Christmas- Being reborn
The Christmas season for me as an Orthodox Christian is a new challenge every year. It is the challenge of whether I am prepared to be reborn, to experience my own renaissance together with the birth of Christ.
Christmas is the second important feast day for the Orthodox Christian world, after Pascha (Easter) which rests at the basis of our faith. Yet, Christmas is closely connected to Easter, as without the birth of the Son of God the death and the resurrection would not have happened. So, in essence Christmas is celebrated in the Orthodox Church as one of God’s plans for the salvation of humanity. It is the day of remembrance of the humble endeavour of God to reach out to his most beloved creation and reconcile His relationship with humans. The Word of God, and God himself for Orthodox Christians, becomes human, in order for humans to become ‘gods’ by grace. The ‘Word becomes Flesh’, and so following the word of God does not mean using the Bible as a book of algorithms, but instead inviting the establishment of a relationship. Thus, Christmas marks the beginning of a new relationship with God that will eventually lead to his ‘theosis’ (‘divinisation’).

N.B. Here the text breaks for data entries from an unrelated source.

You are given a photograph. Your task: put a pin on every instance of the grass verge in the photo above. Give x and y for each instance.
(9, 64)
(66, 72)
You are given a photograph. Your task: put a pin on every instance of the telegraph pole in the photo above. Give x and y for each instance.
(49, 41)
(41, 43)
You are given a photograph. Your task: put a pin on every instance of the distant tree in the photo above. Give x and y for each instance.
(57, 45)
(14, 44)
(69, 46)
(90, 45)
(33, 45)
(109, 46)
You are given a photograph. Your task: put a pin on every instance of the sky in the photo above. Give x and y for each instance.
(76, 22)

Every year Christmas found me celebrating with my Romanian family, back in Greece, all around a festive table with loads of traditional food, dance and joy. Christmas Eve was always the day when we were opening our door to children singing carols, to receive the ‘good news’ of Christ’s birth.
But, although I would always try my best to spiritually prepare myself to welcome the event, I had never wondered what it truly means to live Christmas. And I found the response in the hymns of the Church which are an invitation to people to celebrate the birth of Christ. ‘Christ is born, glorify Him’ says the Christmas hymn heard in every Orthodox Church around the world. ‘Today the virgin gives birth to the transcendent One’ says another. The Christian conscience therefore invites the believers to celebrate Christmas as eyewitnesses, as Christ offers himself equally to every person by inviting everybody to partake of the joy of the Magi and the shepherds to see him. Besides, what is Christmas if not a celebration of the precise events of that night in Bethlehem?
Yet, this year I was able to better grasp the deeper meaning of the feast. As I am in my final year at university, I decided not to go back home for the Christmas holidays, so I spent Christmas Eve alone in my student room in the city centre of Newcastle, which was far from vibrant because of the day. The silence of my student room along with the desire to feel as if I am together with my family incited me to reflect upon the story of Christ’s birth and to feel the joy of ‘seeing’ him. I could not find a better way of doing this apart from kneeling before my icons, singing carols and thinking about being in the cold, but yet so warm, stable as one of the least eyewitnesses.
Also, this year I had the chance to think more about humility. The playing fire from my vigil lamp burning by my icons reminded me of the significant positive influence Christ had on the world although his humble coming could never suggest that. In a similar way the vigil fire burns in silence and without disturbing anybody, but the light that it emits is able to light an entire room. Humility for me is an adornment and attribute for people who wish to make space in their hearts for all people, and Christ therefore is a perfect example of this. The value that I learned from this Christmas is that of the joy with which the Church surrenders us in every celebration which becomes a rotating exercise each year and invites for gradual improvement. Also, I have realised that Christ’s humility can be expressed even through a simple vigil lamp which burns in silence, and all these are embedded in a deeper understanding of the Birth of Christ.